Eğer bu seçimde Saadet Partisi meclise girerse meclis kürsüsünden ABD ve İsrail aleyhine ciddi karşı çıkış ile oynadıkları hainane plan ve projelerini deşifre edecekleri korkusu ilgilileri sarmış durumda.

 

Bugüne kadar Saadet Partililere; “barajı aşamıyorsunuz size verilen oylar boşa gider” sözü her Saadet Partili tarafından; “Zerre miktarı iyilik ve zerre miktarı kötülüğün hesabının sorulacağı günde bu yaptığınız size yanlış olarak döndüğünde o zaman ne yapacaksınız” cevabı veriliyor.

 

Saadet Partililere; “Siz barajı aşamıyorsunuz onun için AKP’ye oyları vereceğiz ki CHP gelmesin” sözünü söylüyorlar. Onlarda “ABD açısından AKP ile CHP arasında fark yoktur.

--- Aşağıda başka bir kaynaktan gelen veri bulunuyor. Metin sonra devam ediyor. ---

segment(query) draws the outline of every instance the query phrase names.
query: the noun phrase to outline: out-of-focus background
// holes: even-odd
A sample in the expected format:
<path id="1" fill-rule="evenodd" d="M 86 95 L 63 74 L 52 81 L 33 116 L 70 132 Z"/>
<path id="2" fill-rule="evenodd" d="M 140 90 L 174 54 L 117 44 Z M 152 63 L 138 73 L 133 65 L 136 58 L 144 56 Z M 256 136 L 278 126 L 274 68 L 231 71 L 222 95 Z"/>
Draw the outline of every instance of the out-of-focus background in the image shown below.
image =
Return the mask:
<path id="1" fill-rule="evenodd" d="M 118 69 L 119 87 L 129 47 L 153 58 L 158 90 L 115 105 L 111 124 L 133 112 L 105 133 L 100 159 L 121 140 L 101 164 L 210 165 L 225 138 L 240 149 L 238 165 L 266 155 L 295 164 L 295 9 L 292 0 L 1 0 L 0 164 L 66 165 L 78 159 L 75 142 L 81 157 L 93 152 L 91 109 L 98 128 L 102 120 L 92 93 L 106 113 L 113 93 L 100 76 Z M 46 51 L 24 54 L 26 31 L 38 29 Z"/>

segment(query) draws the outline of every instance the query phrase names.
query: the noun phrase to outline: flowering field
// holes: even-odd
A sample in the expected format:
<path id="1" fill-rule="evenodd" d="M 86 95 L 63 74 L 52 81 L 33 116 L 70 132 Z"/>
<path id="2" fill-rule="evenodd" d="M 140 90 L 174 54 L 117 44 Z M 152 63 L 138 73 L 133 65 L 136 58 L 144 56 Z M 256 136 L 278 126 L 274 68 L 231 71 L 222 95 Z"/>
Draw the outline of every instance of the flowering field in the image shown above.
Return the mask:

Her ikisi de batı emperyalizminin öncü güçleridir” cevabını verirler. Ama yine ABD'nin sahnelediği oyun oynanır.

 

Şimdi bu oyun Anayasanın 148/3 ile bozulacak gibi. Eğer bu hak iadesi ile Saadet Partisi meclise vekil gönderirse meclis aritmetiği ciddi manada değişir. Hem söylem hem de kadro olarak.

 

Saadet Partililer meclise bu hak ile girerlerse “içimizde gizli AKP’liler var” diyen eski Saadet Partisinin genel başkanlığını yapmış Numan Kurtulmuş bu vekillerin yüzüne nasıl bakacak. ABD ve İsrail eleştirildiğinde acaba koltuklarında diken üstünde oturmuş olmayacaklar mı?

 

Baraj sorunu var diye bu güne kadar bu şekilde oy vermeyip hak ihlaline bir yerde sebep olanlar bugün bu fırsatı artık kaçırmamalıdırlar. Saadet Partililer meclise girdiklerinde en hararetli konuşma ve tartışma AKP ile Saadet Partililer arasında geçer. Çünkü AKP’yi iliklerine kadar tanıyan Saadet Partililerdir.

 

Artık top millette…

 

Bu seçimde de hak yerine batıla oy verme bilinci yerle bir edilmeli.

 

Baraj bu şekilde kalkıyor. Bunu bahane edenler başka bahane gösterebilir mi?